Поланецкий кратко изложил ему диагноз.

— Как тут не быть пессимистом! — помолчав, сказал Букацкий. — Бедная девочка и бедная мать! Если это случится, уж и не знаю, что с ней будет.

— Она верующая, но страшно даже подумать.

— Выйдем в город, тут дышать нечем…

Они вышли на улицу.

— Как тут не быть пессимистом! — все повторял Букацкий по дороге. — Литка, эта голубка! Как ее не пожалеть, а вот смерть не пожалеет.

Поланецкий молчал.

— Теперь и сам не знаю, — продолжал Букацкий, — ехать ли в Райхенгалль. Без пани Эмилии мне жизнь не в жизнь. Когда она в Варшаве, я хоть предложение ей делаю раз в месяц — и каждый месяц получаю отказ. Так и живу с первого числа по первое, как на жалованье. Сейчас вот первое прошло, и мне чего-то недостает, как будто жалованье кончилось. А матери известна вся серьезность положения?

— Нет. Жизнь девочки на волоске, но так может продолжаться и еще несколько лет.

— Гм! А кто может поручиться, что нам отпущено больше? Скажи, ты часто думаешь о смерти.

— Нет. А какой смысл? В этой тяжбе я в заведомом проигрыше, чего же ее и затевать, особенно прежде времени.

— В заведомом-то заведомом, а все-таки тягаемся с ней до самого конца. В том и смысл: иначе жизнь была бы скучнейшим фарсом. А так она хоть глупая драма. Что до меня, я могу выбирать одно из трех: повеситься, поехать в Райхенгалль или в Мюнхен еще раз посмотреть Бёклина. Если быть последовательным, надо бы выбрать первое, но поскольку мне это несвойственно, я предпочту Райхенгалль. Ни изяществом рисунка, ни колористичностью пани Эмилия не уступит Бёклину.
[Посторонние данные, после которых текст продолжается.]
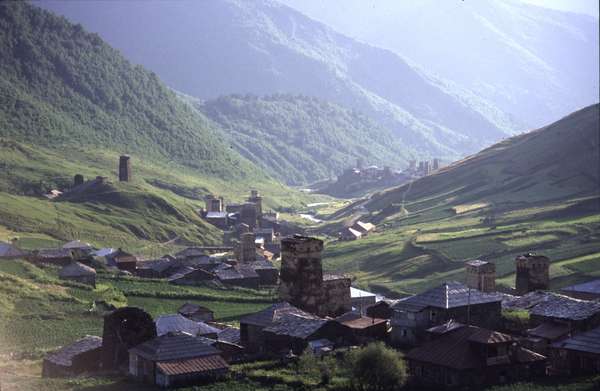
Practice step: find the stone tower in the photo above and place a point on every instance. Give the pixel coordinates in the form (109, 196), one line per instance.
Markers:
(247, 247)
(248, 215)
(77, 180)
(301, 276)
(124, 168)
(533, 273)
(256, 199)
(481, 275)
— А в Варшаве что слышно? — невпопад спросил Поланецкий; вопрос этот вертелся у него на языке с самого начала разговора. — Ты видел Машко?

— Видел. Он купил Кшемень и теперь, что ни говори, богатый помещик, хотя у него хватает ума не важничать. Он благосклонен, снисходителен, милостив, доступен, словом, изменился к лучшему; мне это, правда, безразлично — какая мне от этого польза! Но ему это явно на пользу пошло.

— На Плавицкой он не собирается жениться?

— Говорят, собирается. Твой компаньон Бигель упоминал об этом — и еще Кшемень купил он очень выгодно. Да, впрочем, приедешь, сам узнаешь.

— А где сейчас Плавицкие?

— В Варшаве. В гостинице «Рим». А барышня собой недурственная. Я был у них на правах кузена, разговаривал о тебе.

— Мог бы найти более приятную для них тему.

— А Плавицкий рад случившемуся. По его словам, ты, сам того не желая, оказал им услугу… Я спросил барышню, как это она раньше не познакомилась с тобой? Она ответила, что ты, наверно, за границей был, когда они в Варшаву приезжали.

— Да, в Берлин ездил по делам и пробыл там довольно долго.

— Незаметно по ним, чтобы они сердились. Хотя, по слухам, барышня с таким увлечением занималась хозяйством, что ей впору бы дуться на тебя: как-никак ты лишил ее любимых занятий. Но мне она ничего такого не говорила.

— Вероятно, скажет мне, такая возможность у нее будет, я сразу по приезде нанесу им визит.

— В таком случае сделай одолжение: женись на ней. Мне больше улыбается видеть тебя своим кузеном, чем этого Машко.

— Ладно, — отрывисто сказал Поланецкий.